With the COVID-19 pandemic affecting nearly all aspects of our daily lives, some are wondering what toll it may take on justice system.
As the world responds to the unfolding crisis, lawyers, judges, court staff, corrections workers, and even accused persons are contemplating what may lay ahead for them in terms of their safety and access to justice.
After all, the practice of law is a relatively social endeavor.
Lawyers often visit numerous courthouses a day, meeting with clients and appearing in crowded courtrooms. These trips can cover a large geographical expanse, particularly in the Lower Mainland, where legal professionals regularly find themselves travelling from Richmond to Chilliwack and everywhere in between.
Over the last three weeks, my own office of four saw lawyers travelling to engagements in Toronto, Victoria, Ft. St. John, Penticton, and Kamloops, along with the usual appearances in Vancouver, Richmond, Abbotsford, Port Coquitlam, North Vancouver, Surrey, New Westminster, and Chilliwack. To say that we get around is putting it lightly.
Normally this is all in a day's work, but when a pandemic has been declared extra precautions must be taken.
With courthouses all over the U.S. announcing restrictions—from taking precautions, such as prohibiting guests who have visited particular affected countries from entering judicial buildings, to suspending operations altogether—we have to ask “what’s next?” for us.
The first preventive measure that lawyers are enacting in their offices and in courtrooms across the country is social distancing. Accustomed to greeting clients and colleagues with handshakes, many legal professionals are now opting out of physical contact, settling instead on a warm verbal greeting from a safe distance away.
But with an average of seven new COVID-19 cases in British Columbia a day, and our own prime minister in self-isolation, holding back on handshakes may not be enough.
All levels of courts in British Columbia have now released their responses to the COVID-19 pandemic. Their goals are to maintain and preserve the rule of law while also protecting the health and well-being of the community—and facilitating efficient and effective judicial processes in the face of a rapidly evolving situation.
At this point, our courts are reducing operations to help reduce and slow the transmission of the virus but they remain open to the public. If threat levels increase, the courts may reduce public access or may even close and limit themselves to essential services.
But if courthouses close, there will be questions about how the rule of law will be maintained within the interim period; particularly when it comes to criminal law, as these cases can have significant implications for an accused person and the community at large.
Criminal proceedings often see people being arrested and detained until they can appear in court, before a judge, where lawyers speak to their release. If they are released, they or their lawyer will be required to return to court on multiple occasions thereafter until a trial date is set or their matter is resolved. It is labour intensive and requires courtroom appearances, which ultimately translate into a great deal of human interaction.
And despite the intense nature of such proceedings, the Supreme Court of Canada has set stringent guidelines with respect to the timeliness of criminal cases.
Generally speaking, our courts have between 18 and 30 months to prosecute an individual—depending on the nature of their charge—before their charter rights become compromised, which could result in the case being dropped.
Our court system is already plagued by delays.
Even before the COVID-19 concerns, our legal system was struggling to keep up. After all, our courtrooms are often inundated by systemic delays due to lack of resources and a myriad of other factors. Closing courthouses or scaling back operations—even for a short period of time—will only put additional pressure on a system that is already at its limit.
The key to managing this crisis—like many that have come before it—will boil down to innovation and compromise.
And although the legal profession isn’t well known for embracing swift and rapid change, the good news is that we won’t have to reinvent the wheel. The judicial system already has some tools in place that will help us get through.
One option may be to temporarily do more legal work remotely and put more trust in technology.
Lawyers appearing in remote jurisdictions often have the option to seek leave of the court so that they can use the telephone to avoid travel. For example, if a lawyer lives in Vancouver but has been retained on a file in Prince George, they may apply to appear in court via telephone for nonsubstantive matters.
Although the court can exercise discretion in granting such applications, they would be wise to take a broader, more lenient approach in light of our current health crisis.

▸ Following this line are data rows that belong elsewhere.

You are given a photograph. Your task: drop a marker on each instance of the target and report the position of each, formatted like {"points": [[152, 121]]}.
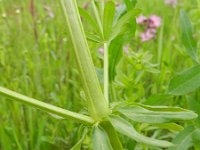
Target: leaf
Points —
{"points": [[128, 17], [46, 107], [115, 54], [187, 36], [125, 128], [108, 18], [184, 140], [78, 144], [112, 134], [159, 114], [170, 126], [90, 21], [185, 82], [195, 106], [100, 139]]}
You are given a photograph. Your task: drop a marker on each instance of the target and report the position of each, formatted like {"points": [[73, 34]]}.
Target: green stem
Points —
{"points": [[106, 73], [96, 103], [46, 107], [97, 16]]}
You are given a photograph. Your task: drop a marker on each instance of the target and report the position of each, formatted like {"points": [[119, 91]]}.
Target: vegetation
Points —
{"points": [[108, 75]]}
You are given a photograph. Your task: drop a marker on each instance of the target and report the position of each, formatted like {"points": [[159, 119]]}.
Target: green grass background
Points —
{"points": [[36, 59]]}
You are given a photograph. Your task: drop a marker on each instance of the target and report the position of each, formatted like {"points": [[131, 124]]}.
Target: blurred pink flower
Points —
{"points": [[101, 50], [141, 19], [148, 35], [171, 2], [151, 24], [154, 21]]}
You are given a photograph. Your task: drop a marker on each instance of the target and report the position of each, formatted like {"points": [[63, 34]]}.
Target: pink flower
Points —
{"points": [[154, 21], [141, 19], [148, 35], [101, 50], [171, 2], [151, 24]]}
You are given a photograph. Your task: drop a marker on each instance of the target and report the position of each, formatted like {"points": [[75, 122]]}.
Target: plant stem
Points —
{"points": [[46, 107], [106, 73], [96, 103]]}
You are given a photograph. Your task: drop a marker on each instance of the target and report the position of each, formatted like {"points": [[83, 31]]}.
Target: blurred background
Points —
{"points": [[37, 60]]}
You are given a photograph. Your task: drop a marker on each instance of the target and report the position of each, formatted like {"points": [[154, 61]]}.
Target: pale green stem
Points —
{"points": [[106, 73], [97, 16], [46, 107], [96, 103]]}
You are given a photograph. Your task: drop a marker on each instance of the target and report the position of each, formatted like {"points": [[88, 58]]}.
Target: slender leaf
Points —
{"points": [[170, 126], [195, 106], [46, 107], [128, 17], [187, 36], [185, 82], [184, 140], [90, 21], [114, 139], [100, 139], [96, 102], [77, 146], [115, 54], [108, 18], [125, 128], [130, 4], [147, 114]]}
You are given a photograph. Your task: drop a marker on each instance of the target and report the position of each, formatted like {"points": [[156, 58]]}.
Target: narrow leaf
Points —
{"points": [[185, 82], [130, 4], [112, 134], [147, 114], [115, 54], [184, 140], [90, 21], [108, 18], [46, 107], [100, 139], [128, 17], [187, 36], [79, 143], [125, 128]]}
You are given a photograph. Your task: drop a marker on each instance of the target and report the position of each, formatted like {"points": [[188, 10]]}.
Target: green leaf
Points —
{"points": [[170, 126], [79, 143], [108, 18], [195, 106], [100, 139], [159, 114], [128, 17], [187, 36], [185, 82], [112, 134], [125, 128], [90, 21], [115, 53], [184, 140], [96, 103], [46, 107]]}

The trickier part of the equation will have to do with more substantive court appearances, such as hearings and trials, where arguments will be made and evidence must be given.

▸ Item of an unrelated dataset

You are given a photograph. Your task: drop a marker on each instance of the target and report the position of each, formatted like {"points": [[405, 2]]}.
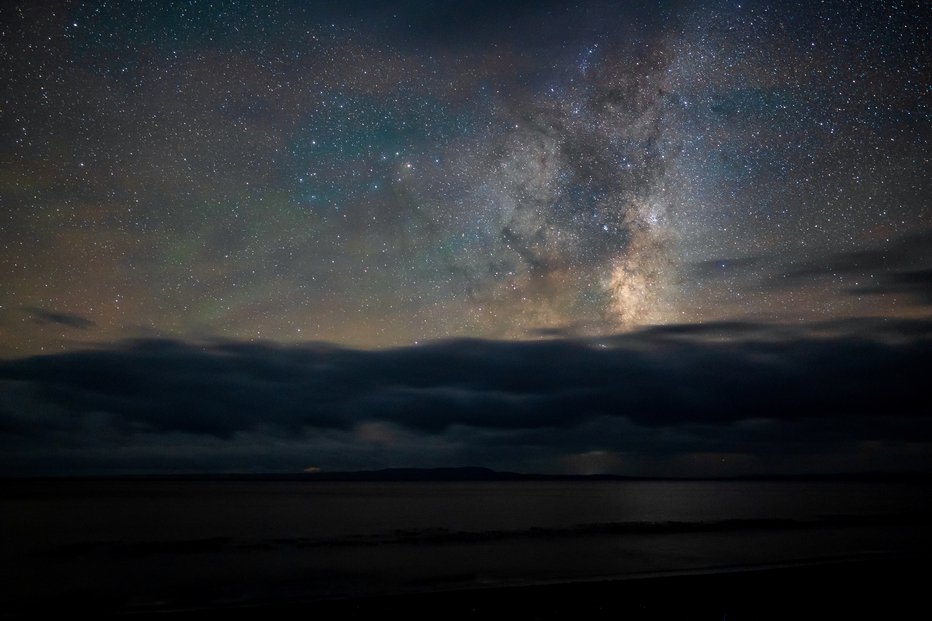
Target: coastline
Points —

This is a hurdle that has somewhat been overcome by moving some courtroom proceedings into administrative settings. Much of the time, administrative matters are heard by way of written submissions, affidavit evidence, and/or oral arguments over the phone.
However, this is not ideal.
Truncated review processes run the danger of watering down our judicial system and can present concerns with respect to procedural fairness and access to justice. It is also not an option—nor should it be—for the vast majority of criminal offences in this country.
The last thing we want to do is compromise legal rights and liberties out of fear; but striking the appropriate balance between individual rights and social responsibility will become increasingly difficult as time goes by. While technology may answer some of our concerns in the short time, it cannot replace in-person applications and hearings in the long term.
Hopefully, the COVID-19 pandemic will be behind us before we know it; but the uncertainty that it has caused serves to highlight the fragility of many of our social systems and the pressing need to adapt.
Our judicial system is no exception.